Groton, Conn.-based maritime solutions company ThayerMahan Inc. has demonstrated that its SeaScout system can detect damage to export and transmission cables that carry power from offshore wind turbines to onshore power stations, making it possible to identify cable damage prior to failure.
“We apply cutting-edge technology and state-of-the-art AI to gain new insights into critical seabed areas,” explains Michael Connor, ThayerMahan’s president and CEO. “First, our high-speed, synthetic aperture sonar (SAS) delivers ultra-high-resolution imagery. Then we apply our AI algorithms to identify, classify and localize what is there. What we are doing could fundamentally change the commercial offshore construction market.”
ThayerMahan was awarded a $710,000 grant in the fall of 2021 from the New York State Energy Research and Development Authority (NYSERDA) and National Offshore Wind Research & Development Consortium (NOWRDC). The resulting project, entitled “Transmission and Export Cable Fault Detection and Prevention Using Synthetic Aperture Sonar,” demonstrated that synthetic aperture sonar may reduce the number of subsea cable failure incidents by using artificial intelligence to automatically recognize potentially damaged cables revealed in ultra-high-resolution survey imagery. A formal presentation of results was made at NOWRDC’s recent National Offshore Wind R&D Symposium.
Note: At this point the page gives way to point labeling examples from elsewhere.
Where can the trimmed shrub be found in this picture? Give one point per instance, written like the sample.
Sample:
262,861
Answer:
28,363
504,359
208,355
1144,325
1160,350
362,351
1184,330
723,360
ThayerMahan teamed with OceanIQ to analyze a database of cable failures and determine primary cable failure modalities. As part of the study, ThayerMahan acquired wind farm cables and simulated each of the failure modalities. The level of damage varied from no damage to a knotted cable. The simulated cable failures were then placed on the seabed where a high-speed, high-resolution SeaScout system imaged them.
“The simulated cable damage was evident in the SAS survey imagery, and the different failure modalities were distinct,” says ThayerMahan’s Niko Severino, an AI solutions engineer on the project. “I was able to implement a promising machine learning technique to analyze the high-resolution data and assess the damage.”